| HN Mirror

Y	Hacker News new \| ask \| show \| jobs


	by _heimdall 698 days ago
	This is really interesting. I would have expected the understanding to be that humans make a guess, test it, and learn from what did or did not work. The lessons learned from the prior tests would impact future guesses. Do you know if a system like the OP is learning from failed tests to guide future tests, or is it a truly a brute force search as if it were trying to mine bitcoin?

1 comments

Thorrez 698 days ago

This quote from the article sounds like it learns from failed tests:

>We trained AlphaProof for the IMO by proving or disproving millions of problems, covering a wide range of difficulties and mathematical topic areas over a period of weeks leading up to the competition.

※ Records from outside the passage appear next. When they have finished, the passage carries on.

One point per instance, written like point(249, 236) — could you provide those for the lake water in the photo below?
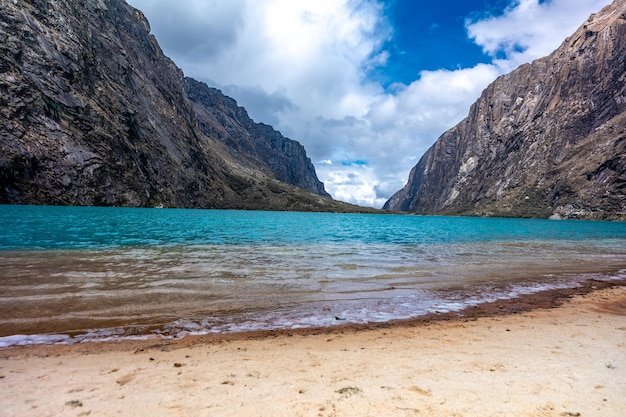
point(73, 274)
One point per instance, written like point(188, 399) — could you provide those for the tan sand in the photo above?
point(566, 361)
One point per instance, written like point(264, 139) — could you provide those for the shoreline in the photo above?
point(524, 358)
point(545, 299)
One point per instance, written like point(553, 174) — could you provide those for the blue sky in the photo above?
point(365, 85)
point(432, 36)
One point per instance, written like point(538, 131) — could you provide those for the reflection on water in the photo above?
point(122, 276)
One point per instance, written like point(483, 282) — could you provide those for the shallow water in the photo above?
point(71, 274)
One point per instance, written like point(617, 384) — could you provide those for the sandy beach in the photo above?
point(521, 359)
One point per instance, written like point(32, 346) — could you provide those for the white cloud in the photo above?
point(529, 29)
point(303, 66)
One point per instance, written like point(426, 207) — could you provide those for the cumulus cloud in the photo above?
point(529, 29)
point(303, 66)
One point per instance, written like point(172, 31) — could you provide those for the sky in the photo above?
point(367, 86)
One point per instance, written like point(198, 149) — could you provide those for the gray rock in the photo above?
point(548, 139)
point(93, 113)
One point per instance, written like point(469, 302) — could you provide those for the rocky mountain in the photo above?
point(548, 139)
point(255, 145)
point(93, 113)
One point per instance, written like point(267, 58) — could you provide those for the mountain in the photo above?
point(254, 144)
point(93, 113)
point(546, 140)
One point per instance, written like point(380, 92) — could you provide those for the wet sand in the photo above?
point(556, 353)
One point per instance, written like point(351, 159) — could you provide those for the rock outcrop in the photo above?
point(93, 113)
point(548, 139)
point(255, 145)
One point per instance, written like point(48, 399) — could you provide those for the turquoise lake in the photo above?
point(73, 274)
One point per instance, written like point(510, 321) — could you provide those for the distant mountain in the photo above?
point(93, 113)
point(548, 139)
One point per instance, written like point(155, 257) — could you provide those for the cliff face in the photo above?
point(253, 144)
point(548, 139)
point(93, 113)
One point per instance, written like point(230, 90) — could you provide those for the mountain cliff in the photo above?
point(254, 144)
point(548, 139)
point(93, 113)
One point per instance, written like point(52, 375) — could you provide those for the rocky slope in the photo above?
point(548, 139)
point(255, 145)
point(93, 113)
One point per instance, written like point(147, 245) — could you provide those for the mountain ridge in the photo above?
point(93, 113)
point(545, 140)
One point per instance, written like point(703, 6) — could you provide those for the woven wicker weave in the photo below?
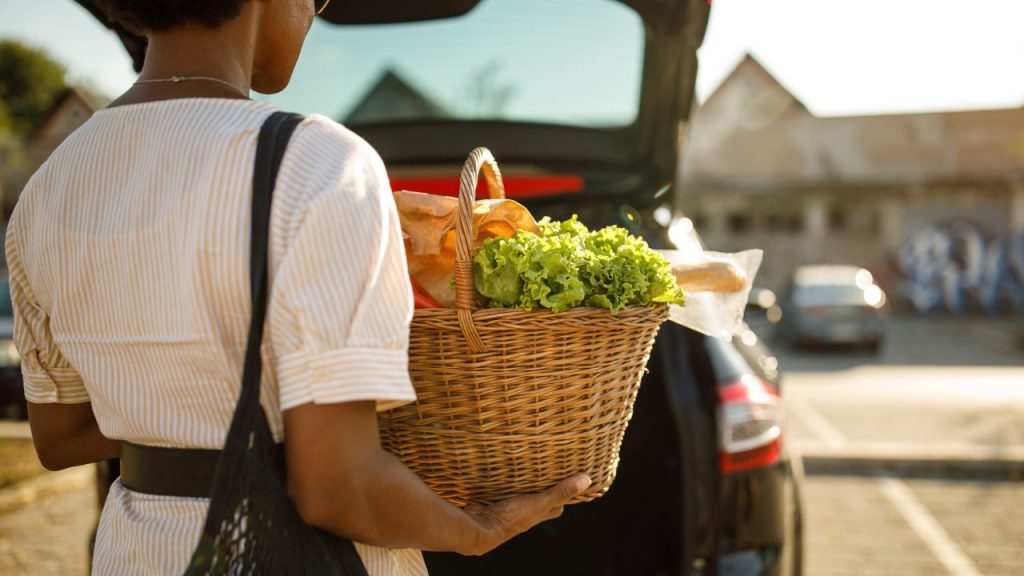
point(513, 401)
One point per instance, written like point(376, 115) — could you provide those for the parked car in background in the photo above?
point(582, 103)
point(834, 304)
point(763, 312)
point(11, 391)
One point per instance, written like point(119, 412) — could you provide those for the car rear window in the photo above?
point(828, 294)
point(572, 63)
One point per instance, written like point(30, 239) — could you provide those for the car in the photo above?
point(763, 312)
point(834, 304)
point(583, 103)
point(12, 404)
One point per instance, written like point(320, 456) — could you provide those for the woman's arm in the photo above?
point(342, 481)
point(67, 435)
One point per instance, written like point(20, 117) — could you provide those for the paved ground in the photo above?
point(49, 537)
point(937, 384)
point(947, 387)
point(859, 525)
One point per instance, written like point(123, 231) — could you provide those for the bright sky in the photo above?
point(839, 56)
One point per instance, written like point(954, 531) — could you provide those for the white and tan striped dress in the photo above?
point(128, 255)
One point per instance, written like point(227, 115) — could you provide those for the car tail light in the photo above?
point(751, 423)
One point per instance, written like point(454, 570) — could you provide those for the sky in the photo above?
point(838, 56)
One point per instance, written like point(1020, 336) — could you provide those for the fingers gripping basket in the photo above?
point(512, 401)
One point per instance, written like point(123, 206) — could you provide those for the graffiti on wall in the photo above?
point(956, 268)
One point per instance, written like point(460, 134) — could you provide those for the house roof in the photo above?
point(392, 98)
point(90, 99)
point(752, 131)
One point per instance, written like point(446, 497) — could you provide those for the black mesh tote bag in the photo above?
point(252, 526)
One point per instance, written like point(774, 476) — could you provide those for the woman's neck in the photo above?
point(198, 53)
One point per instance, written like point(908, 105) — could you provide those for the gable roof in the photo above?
point(733, 141)
point(393, 98)
point(91, 100)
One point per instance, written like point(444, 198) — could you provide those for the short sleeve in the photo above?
point(47, 375)
point(341, 301)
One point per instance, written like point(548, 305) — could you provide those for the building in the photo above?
point(69, 112)
point(932, 203)
point(393, 98)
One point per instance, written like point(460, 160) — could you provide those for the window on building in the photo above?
point(784, 221)
point(738, 222)
point(838, 219)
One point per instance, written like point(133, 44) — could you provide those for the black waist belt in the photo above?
point(185, 472)
point(168, 471)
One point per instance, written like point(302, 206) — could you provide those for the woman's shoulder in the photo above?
point(325, 156)
point(330, 140)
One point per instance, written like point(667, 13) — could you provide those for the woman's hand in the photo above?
point(502, 521)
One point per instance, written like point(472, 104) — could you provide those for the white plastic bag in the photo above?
point(716, 314)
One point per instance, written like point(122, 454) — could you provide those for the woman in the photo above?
point(128, 262)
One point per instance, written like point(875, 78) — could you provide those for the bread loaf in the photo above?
point(710, 276)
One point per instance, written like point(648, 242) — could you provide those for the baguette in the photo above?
point(710, 276)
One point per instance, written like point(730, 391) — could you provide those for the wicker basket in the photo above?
point(510, 401)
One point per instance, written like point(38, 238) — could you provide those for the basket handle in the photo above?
point(480, 160)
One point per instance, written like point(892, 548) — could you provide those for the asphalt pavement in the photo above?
point(946, 389)
point(914, 456)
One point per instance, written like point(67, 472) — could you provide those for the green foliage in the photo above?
point(567, 265)
point(30, 83)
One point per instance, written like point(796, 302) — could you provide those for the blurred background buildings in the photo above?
point(932, 203)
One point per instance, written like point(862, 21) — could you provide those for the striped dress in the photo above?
point(128, 256)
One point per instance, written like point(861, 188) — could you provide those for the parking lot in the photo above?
point(868, 524)
point(913, 457)
point(954, 404)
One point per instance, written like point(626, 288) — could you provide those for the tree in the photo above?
point(30, 83)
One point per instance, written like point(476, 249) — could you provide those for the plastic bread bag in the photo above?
point(716, 284)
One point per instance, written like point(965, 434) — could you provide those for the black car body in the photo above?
point(705, 485)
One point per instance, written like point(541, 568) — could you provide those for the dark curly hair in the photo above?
point(160, 15)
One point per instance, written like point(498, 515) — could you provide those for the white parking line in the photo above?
point(929, 529)
point(813, 420)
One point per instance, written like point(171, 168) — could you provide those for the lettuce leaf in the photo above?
point(568, 265)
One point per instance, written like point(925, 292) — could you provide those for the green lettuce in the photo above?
point(568, 265)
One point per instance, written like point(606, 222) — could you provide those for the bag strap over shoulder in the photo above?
point(272, 142)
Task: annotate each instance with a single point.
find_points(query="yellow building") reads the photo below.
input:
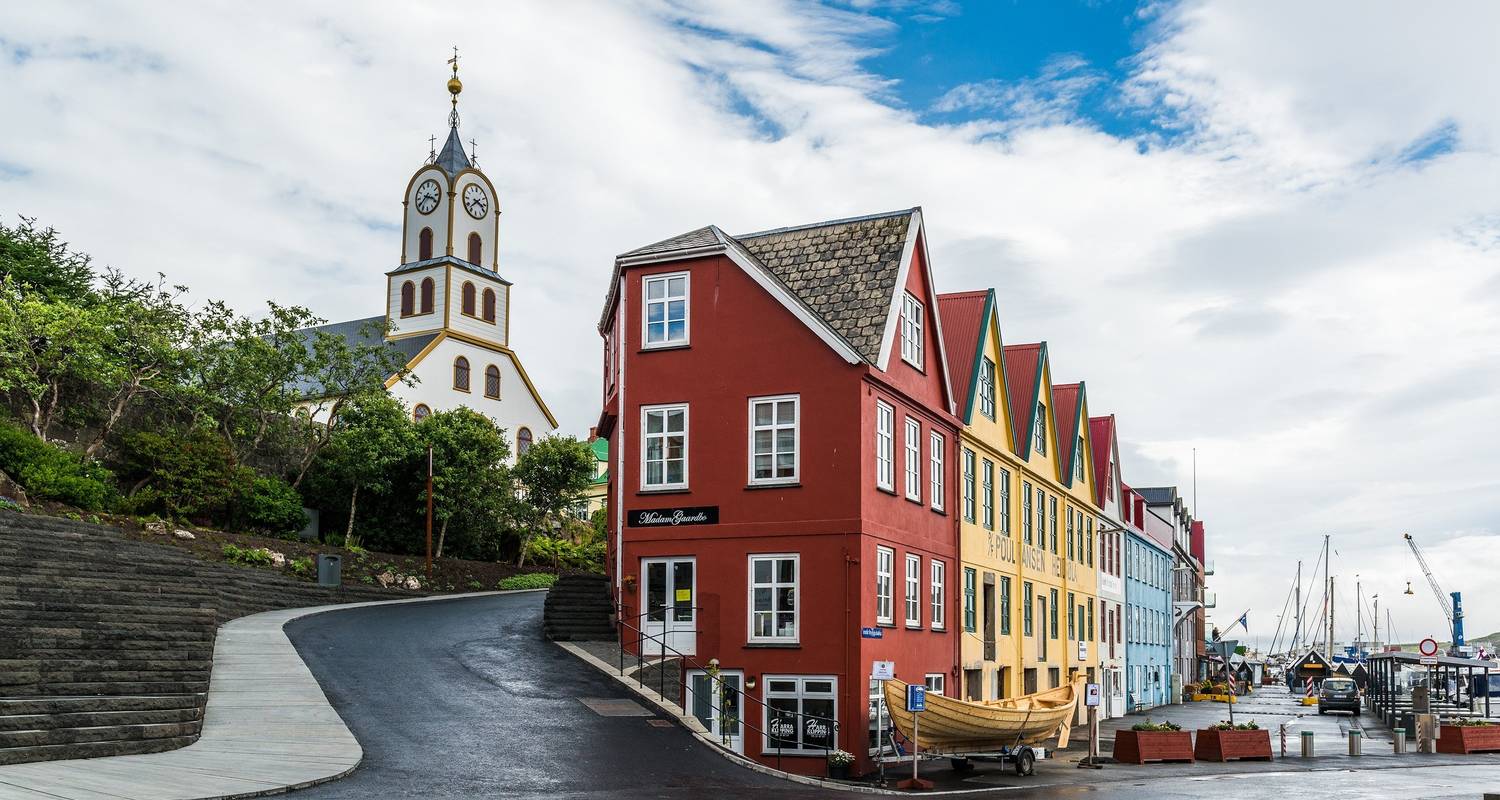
(1028, 581)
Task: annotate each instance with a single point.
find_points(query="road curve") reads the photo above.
(464, 698)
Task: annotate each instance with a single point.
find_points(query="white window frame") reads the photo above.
(645, 437)
(987, 387)
(912, 315)
(645, 309)
(939, 580)
(774, 428)
(935, 461)
(885, 446)
(774, 586)
(914, 590)
(968, 485)
(912, 445)
(1040, 430)
(884, 586)
(801, 697)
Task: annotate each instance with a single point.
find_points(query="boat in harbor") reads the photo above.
(953, 725)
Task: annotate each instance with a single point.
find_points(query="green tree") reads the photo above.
(470, 479)
(38, 260)
(374, 440)
(552, 476)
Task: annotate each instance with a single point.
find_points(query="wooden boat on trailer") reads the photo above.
(1004, 728)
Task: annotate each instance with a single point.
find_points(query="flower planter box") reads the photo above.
(1142, 746)
(1214, 745)
(1469, 739)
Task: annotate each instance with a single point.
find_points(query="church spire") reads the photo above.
(453, 159)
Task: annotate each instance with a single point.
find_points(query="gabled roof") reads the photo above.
(840, 278)
(1101, 433)
(356, 333)
(965, 315)
(1067, 400)
(1023, 371)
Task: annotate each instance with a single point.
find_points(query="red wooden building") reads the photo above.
(782, 430)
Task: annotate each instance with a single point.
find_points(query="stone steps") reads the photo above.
(107, 643)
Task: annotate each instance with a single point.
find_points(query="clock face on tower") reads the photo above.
(474, 201)
(428, 195)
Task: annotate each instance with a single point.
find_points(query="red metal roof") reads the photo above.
(1065, 416)
(1101, 433)
(1022, 362)
(962, 332)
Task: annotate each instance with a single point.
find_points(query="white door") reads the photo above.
(719, 707)
(671, 614)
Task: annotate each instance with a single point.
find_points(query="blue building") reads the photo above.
(1148, 605)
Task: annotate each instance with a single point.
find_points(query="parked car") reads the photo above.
(1338, 695)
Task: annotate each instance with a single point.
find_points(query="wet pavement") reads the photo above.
(464, 698)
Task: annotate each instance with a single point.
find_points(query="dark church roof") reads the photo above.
(360, 332)
(453, 159)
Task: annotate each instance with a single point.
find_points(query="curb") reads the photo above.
(267, 728)
(696, 728)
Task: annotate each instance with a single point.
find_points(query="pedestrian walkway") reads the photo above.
(267, 728)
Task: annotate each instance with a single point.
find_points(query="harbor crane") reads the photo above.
(1455, 611)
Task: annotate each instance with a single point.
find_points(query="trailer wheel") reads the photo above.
(1025, 761)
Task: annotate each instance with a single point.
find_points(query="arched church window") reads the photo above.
(468, 297)
(408, 299)
(426, 294)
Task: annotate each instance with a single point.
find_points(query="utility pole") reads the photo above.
(429, 514)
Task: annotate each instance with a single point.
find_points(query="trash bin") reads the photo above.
(329, 568)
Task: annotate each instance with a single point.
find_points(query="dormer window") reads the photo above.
(911, 330)
(987, 389)
(666, 309)
(1040, 431)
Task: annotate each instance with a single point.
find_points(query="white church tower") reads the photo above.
(447, 303)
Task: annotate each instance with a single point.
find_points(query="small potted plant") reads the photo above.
(1152, 742)
(839, 763)
(1229, 740)
(1469, 736)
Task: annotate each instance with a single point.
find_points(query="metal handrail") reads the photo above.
(642, 637)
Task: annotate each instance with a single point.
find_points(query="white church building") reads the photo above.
(447, 305)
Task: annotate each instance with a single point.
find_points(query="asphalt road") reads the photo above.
(464, 698)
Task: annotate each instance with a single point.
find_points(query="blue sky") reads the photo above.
(935, 48)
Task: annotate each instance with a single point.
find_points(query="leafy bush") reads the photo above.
(251, 557)
(563, 554)
(528, 580)
(51, 473)
(267, 503)
(302, 568)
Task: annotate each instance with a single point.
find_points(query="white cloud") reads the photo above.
(1280, 284)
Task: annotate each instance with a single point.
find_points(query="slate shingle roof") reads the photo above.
(360, 332)
(845, 270)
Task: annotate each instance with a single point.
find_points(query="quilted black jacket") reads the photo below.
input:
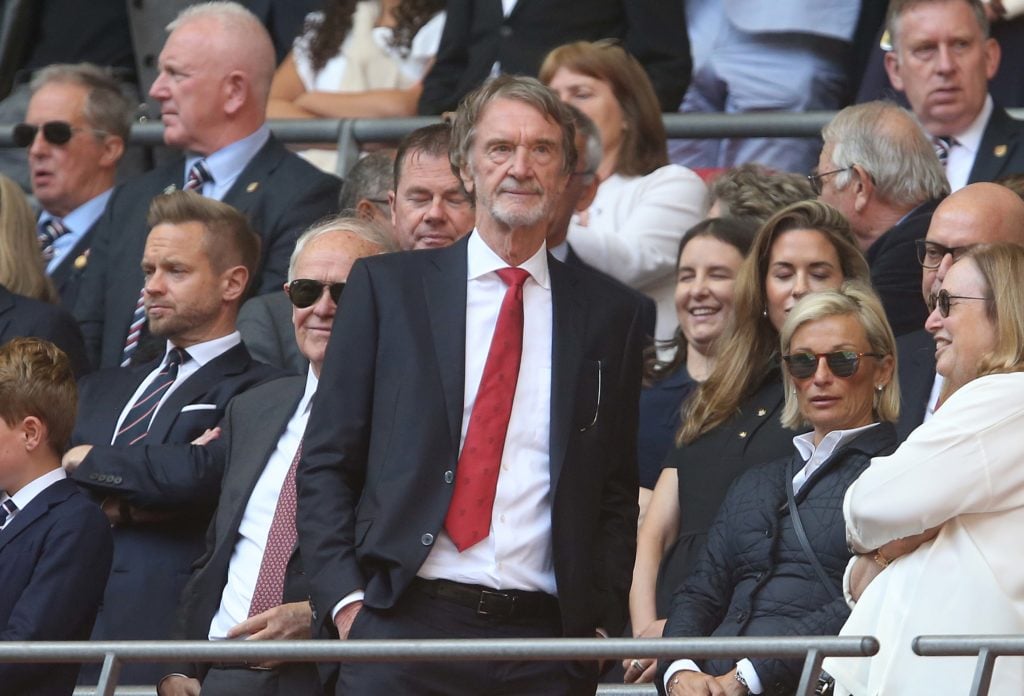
(755, 579)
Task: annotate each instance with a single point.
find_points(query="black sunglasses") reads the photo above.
(306, 292)
(942, 301)
(54, 132)
(841, 362)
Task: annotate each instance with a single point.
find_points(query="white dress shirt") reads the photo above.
(813, 459)
(254, 528)
(31, 490)
(199, 355)
(226, 164)
(960, 162)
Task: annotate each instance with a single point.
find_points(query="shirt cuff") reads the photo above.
(350, 598)
(679, 665)
(745, 669)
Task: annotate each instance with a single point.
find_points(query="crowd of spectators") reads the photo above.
(772, 380)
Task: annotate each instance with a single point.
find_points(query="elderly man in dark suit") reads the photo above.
(199, 258)
(879, 169)
(75, 131)
(942, 58)
(215, 76)
(452, 489)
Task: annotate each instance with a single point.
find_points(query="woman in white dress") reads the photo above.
(938, 522)
(643, 205)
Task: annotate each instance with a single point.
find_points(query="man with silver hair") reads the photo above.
(469, 467)
(879, 169)
(215, 73)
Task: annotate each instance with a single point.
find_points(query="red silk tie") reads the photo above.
(269, 590)
(468, 519)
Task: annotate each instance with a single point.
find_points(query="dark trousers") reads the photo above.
(419, 615)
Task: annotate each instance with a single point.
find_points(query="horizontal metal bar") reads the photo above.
(953, 646)
(760, 124)
(451, 650)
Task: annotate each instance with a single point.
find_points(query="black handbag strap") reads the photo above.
(798, 526)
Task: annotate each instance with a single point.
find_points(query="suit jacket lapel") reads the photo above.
(444, 293)
(39, 505)
(568, 329)
(229, 362)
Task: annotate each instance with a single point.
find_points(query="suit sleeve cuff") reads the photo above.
(350, 598)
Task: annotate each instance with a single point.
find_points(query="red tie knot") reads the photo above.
(514, 277)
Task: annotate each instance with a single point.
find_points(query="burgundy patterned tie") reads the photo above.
(269, 590)
(468, 519)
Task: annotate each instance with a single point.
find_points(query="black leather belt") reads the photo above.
(500, 605)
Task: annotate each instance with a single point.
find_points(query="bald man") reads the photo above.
(980, 213)
(215, 73)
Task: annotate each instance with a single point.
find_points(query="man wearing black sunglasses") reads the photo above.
(979, 213)
(215, 72)
(75, 132)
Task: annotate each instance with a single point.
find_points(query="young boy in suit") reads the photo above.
(55, 545)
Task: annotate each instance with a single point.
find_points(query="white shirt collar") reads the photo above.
(208, 350)
(482, 260)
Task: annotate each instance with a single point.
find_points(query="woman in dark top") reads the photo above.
(708, 261)
(775, 555)
(732, 421)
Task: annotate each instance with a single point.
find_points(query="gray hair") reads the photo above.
(852, 299)
(898, 7)
(526, 90)
(889, 142)
(371, 178)
(107, 107)
(364, 229)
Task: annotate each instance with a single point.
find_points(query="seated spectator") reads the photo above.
(357, 59)
(731, 423)
(879, 169)
(709, 260)
(936, 523)
(643, 205)
(776, 552)
(756, 191)
(55, 545)
(228, 155)
(27, 296)
(429, 206)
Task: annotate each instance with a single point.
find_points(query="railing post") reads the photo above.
(812, 667)
(109, 676)
(983, 672)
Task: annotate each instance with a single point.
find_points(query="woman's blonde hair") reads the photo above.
(750, 348)
(643, 148)
(852, 299)
(1001, 266)
(22, 268)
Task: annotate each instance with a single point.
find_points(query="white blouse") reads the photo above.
(964, 470)
(634, 228)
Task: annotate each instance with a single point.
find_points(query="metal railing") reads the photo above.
(987, 648)
(114, 654)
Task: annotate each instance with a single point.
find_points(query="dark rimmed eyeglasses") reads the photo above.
(54, 132)
(306, 292)
(943, 300)
(816, 178)
(930, 254)
(841, 362)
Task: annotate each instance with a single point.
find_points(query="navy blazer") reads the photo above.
(280, 192)
(54, 558)
(382, 443)
(152, 561)
(22, 315)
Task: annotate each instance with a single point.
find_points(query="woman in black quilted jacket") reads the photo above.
(766, 570)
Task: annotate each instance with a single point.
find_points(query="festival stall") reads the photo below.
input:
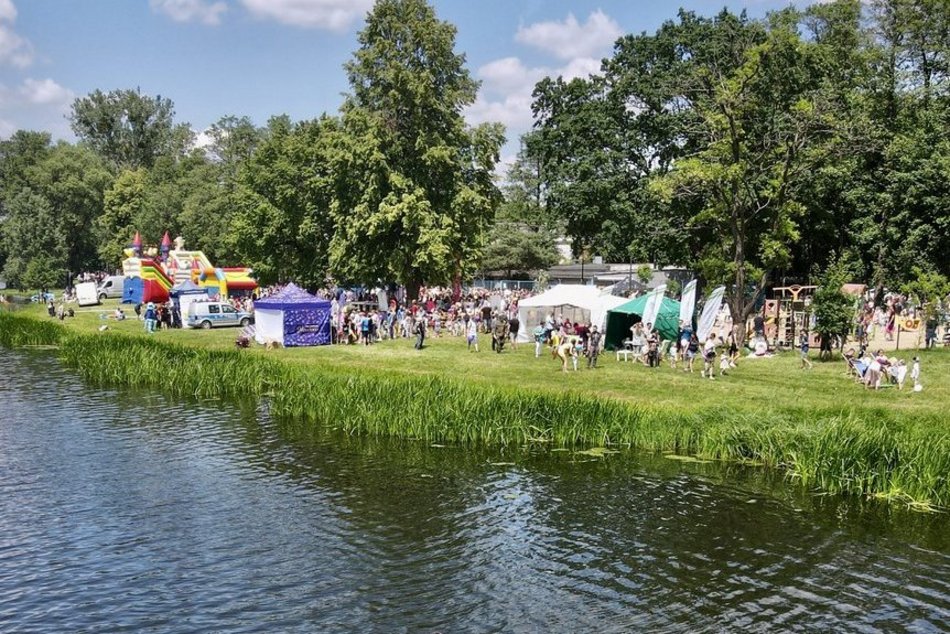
(292, 317)
(621, 318)
(576, 302)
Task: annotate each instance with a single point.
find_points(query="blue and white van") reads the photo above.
(213, 314)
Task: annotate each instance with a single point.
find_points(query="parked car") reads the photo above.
(214, 314)
(111, 287)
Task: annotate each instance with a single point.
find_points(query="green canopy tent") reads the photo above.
(621, 318)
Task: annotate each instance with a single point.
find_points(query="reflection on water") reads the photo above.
(129, 511)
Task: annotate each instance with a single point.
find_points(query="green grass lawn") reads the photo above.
(757, 385)
(818, 425)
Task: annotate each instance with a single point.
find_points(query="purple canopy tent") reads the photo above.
(292, 317)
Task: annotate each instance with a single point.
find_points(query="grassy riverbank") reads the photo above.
(817, 426)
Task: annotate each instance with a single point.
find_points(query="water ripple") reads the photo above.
(127, 511)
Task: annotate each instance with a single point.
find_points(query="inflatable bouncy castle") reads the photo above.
(145, 278)
(150, 278)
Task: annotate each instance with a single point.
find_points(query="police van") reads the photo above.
(213, 314)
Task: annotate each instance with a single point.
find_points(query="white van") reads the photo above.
(86, 294)
(212, 314)
(111, 287)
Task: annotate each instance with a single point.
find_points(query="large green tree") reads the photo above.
(18, 154)
(282, 226)
(73, 179)
(415, 189)
(129, 129)
(34, 241)
(758, 119)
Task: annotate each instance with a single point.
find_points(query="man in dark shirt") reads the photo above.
(593, 347)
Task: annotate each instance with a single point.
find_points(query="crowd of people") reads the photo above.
(367, 316)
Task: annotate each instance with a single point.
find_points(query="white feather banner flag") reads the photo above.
(708, 318)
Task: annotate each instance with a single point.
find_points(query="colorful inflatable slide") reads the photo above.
(145, 281)
(151, 279)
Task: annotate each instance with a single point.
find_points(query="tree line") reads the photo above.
(753, 151)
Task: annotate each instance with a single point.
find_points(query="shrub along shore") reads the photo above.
(894, 453)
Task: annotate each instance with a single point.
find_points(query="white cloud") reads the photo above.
(44, 92)
(36, 104)
(507, 85)
(7, 11)
(332, 15)
(6, 129)
(14, 50)
(570, 39)
(190, 10)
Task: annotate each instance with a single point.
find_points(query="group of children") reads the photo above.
(877, 370)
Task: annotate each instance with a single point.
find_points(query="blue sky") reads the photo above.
(265, 57)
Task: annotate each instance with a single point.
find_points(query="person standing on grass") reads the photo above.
(420, 329)
(499, 333)
(930, 330)
(724, 364)
(538, 339)
(514, 325)
(692, 349)
(709, 357)
(150, 318)
(471, 334)
(593, 347)
(803, 345)
(364, 328)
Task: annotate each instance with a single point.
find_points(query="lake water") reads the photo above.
(129, 511)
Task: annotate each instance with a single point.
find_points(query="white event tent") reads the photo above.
(576, 302)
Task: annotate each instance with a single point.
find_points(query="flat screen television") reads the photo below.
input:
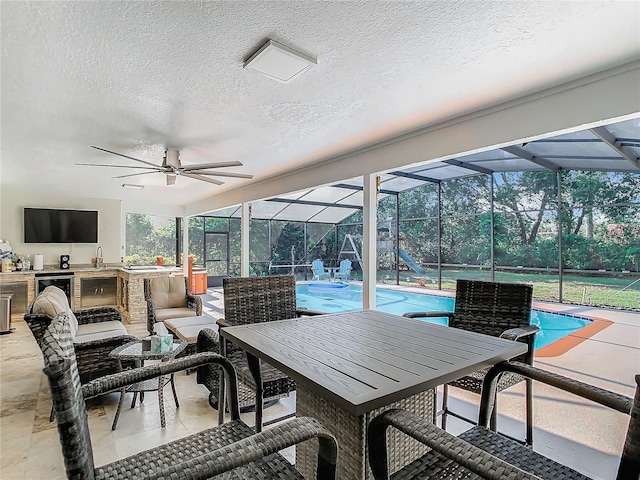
(47, 225)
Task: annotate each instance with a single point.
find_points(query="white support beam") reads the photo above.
(185, 247)
(369, 237)
(244, 239)
(524, 119)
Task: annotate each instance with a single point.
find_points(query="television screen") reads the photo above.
(46, 225)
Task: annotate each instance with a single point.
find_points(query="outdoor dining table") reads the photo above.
(351, 366)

The training loop was also applied during the contest, reinforcing proofs of self-generated variations of the contest problems until a full solution could be found.

link

_heimdall 698 days ago

Reading between the lines a bit, that does answer the question I had though don't think I I clarified very well.

I read that to say the model's token weights are adjusted as it goes, so in an LLM sense it is kind of learning. It isn't reasoning through an answer in the way a human does though. Meaning, the model is still just statistically predicting what an answer may be and checking if it worked.

I wouldn't chalk that up to learning at all. An AI solving complex math doesn't even seem too impressive to me with the predictive loop approach. Computers are well adept at math, throwing enough compute hardware at it to brute force an answer isn't suprising. I'd be really impressed if it could reliably get there with a similar number of failed attempts as a human, that could indicate that it really learned and reasoned rather than rammed through a mountain of failed guesses.

link

Thorrez 698 days ago

>with a similar number of failed attempts as a human

I'd be hard to know how many failed attempts the human made. Humans are constantly thinking of ideas and eliminating them quickly. Possibly to fast to count.

link

_heimdall 698 days ago

Ive never competed in math competitions at this level, but I would have expected it to be pretty clear to the human when they tested a different solution. As complex as the proofs are, is it really feasible that they are testing out a full proof in their head without realizing it?

link

Thorrez 697 days ago

Hmm, I think it comes down to what the definition of "testing" and "attempt". A human will generate many ideas, and eliminate them without creating full proofs, by just seeing that the idea is going in the wrong direction.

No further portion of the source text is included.